Types of terms/annotations:

"Spec" or "Specific": Specific Terms
"Com" or "Common": Common Terms
"OOD": Out-of-Domain Terms
"NE(s)": Named Entities

3. Data Structure

File structure under each language folder ("en", "fr", and "en") is identical:

ACTER
│   README.md
│   sources.txt
│
└───en
│   └───corp
│   |   └───annotations
│   |   |   |   corp_en_terms.ann
│   |   |   |   corp_en_terms_nes.ann
│   |   | 
│   |   └───texts
|   |       └───annotated
│   |       |   corp_en_01.txt
│   |       |   corp_en_02.txt
│   |       |   ...
│   |       |
|   |       └───unannotated
│   |           |   corp_en_03.txt
│   |           |   ...
|   |
│   └───equi (equivalent to "corp")
|   |
│   └───htfl (equivalent to "corp")
|   |
│   └───wind (equivalent to "corp")
|
└───fr (equivalent to "en")
└───nl (equivalent to "en")

As can be seen, there are corpora in three languages and four domains. All domains are available in all languages and they are comparable across these languages, meaning that they are not only about the same domain, but also have a similar style and size. However, they are not parallel corpora, so they cannot be aligned (not even on document level). The file names always mention the subject, language, and a unique id (e.g. corp_en_01.txt).

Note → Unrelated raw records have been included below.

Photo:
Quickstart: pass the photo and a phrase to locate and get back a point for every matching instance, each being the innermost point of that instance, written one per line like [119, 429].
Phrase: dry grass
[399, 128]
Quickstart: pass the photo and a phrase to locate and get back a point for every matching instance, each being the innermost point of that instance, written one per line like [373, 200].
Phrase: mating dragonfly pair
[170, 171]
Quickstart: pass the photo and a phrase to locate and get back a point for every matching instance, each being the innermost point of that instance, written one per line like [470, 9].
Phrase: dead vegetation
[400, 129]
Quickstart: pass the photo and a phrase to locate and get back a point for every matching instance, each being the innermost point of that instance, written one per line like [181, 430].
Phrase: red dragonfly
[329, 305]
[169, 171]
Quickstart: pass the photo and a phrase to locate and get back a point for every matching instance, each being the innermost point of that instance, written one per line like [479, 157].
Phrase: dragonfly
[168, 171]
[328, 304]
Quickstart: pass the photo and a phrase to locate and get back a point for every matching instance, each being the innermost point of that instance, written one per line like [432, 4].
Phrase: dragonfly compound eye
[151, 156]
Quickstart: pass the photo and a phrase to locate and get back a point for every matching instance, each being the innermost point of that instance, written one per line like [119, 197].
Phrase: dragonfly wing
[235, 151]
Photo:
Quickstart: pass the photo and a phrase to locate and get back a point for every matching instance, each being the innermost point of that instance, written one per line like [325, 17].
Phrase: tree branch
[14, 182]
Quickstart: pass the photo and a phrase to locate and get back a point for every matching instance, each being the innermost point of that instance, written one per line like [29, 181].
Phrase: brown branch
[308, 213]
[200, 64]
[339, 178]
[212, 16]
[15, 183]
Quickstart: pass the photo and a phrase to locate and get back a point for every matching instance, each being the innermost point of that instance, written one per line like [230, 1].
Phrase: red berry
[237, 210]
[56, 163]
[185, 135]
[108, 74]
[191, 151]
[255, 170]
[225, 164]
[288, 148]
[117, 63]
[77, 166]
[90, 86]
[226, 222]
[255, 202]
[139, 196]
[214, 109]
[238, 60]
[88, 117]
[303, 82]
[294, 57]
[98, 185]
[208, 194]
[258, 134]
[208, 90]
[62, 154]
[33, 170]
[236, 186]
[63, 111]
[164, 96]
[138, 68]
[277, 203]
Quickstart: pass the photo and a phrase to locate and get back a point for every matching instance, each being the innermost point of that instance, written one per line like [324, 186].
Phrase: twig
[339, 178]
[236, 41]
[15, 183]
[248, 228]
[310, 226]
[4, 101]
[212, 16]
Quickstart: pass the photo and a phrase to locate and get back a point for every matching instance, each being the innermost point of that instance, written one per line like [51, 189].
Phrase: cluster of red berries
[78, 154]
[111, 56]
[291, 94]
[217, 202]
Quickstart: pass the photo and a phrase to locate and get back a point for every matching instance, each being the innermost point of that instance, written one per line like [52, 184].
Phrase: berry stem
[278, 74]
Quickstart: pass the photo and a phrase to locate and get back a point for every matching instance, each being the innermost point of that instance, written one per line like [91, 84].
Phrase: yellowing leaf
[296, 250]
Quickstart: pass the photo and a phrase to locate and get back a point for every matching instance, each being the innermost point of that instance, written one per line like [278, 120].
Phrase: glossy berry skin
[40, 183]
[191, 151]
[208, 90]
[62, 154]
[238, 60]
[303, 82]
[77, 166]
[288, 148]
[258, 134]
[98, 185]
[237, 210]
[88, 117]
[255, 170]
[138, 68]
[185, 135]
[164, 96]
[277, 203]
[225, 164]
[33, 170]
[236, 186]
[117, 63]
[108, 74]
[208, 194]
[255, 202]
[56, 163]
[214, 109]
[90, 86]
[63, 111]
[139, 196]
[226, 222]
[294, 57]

For each part of the corpus, both the plain text files and the annotations are included. There are two annotation files: one with only the term annotations (Specific Terms, Common Terms, and OOD Terms), and one with both term and Named Entity annotations. The labels are mentioned for each annotation (see also section 4).

The plain text files are split into those which have been annotated and those that have not been annotated. This means that all annotations were found in the parts of the corpora labelled as "annotated" and that the "unannotated" parts of the corpora may contain many more terms which are not (yet) in the gold standard. Currently, around 50k words in each corpus (combination language/domain) have been manually annotated.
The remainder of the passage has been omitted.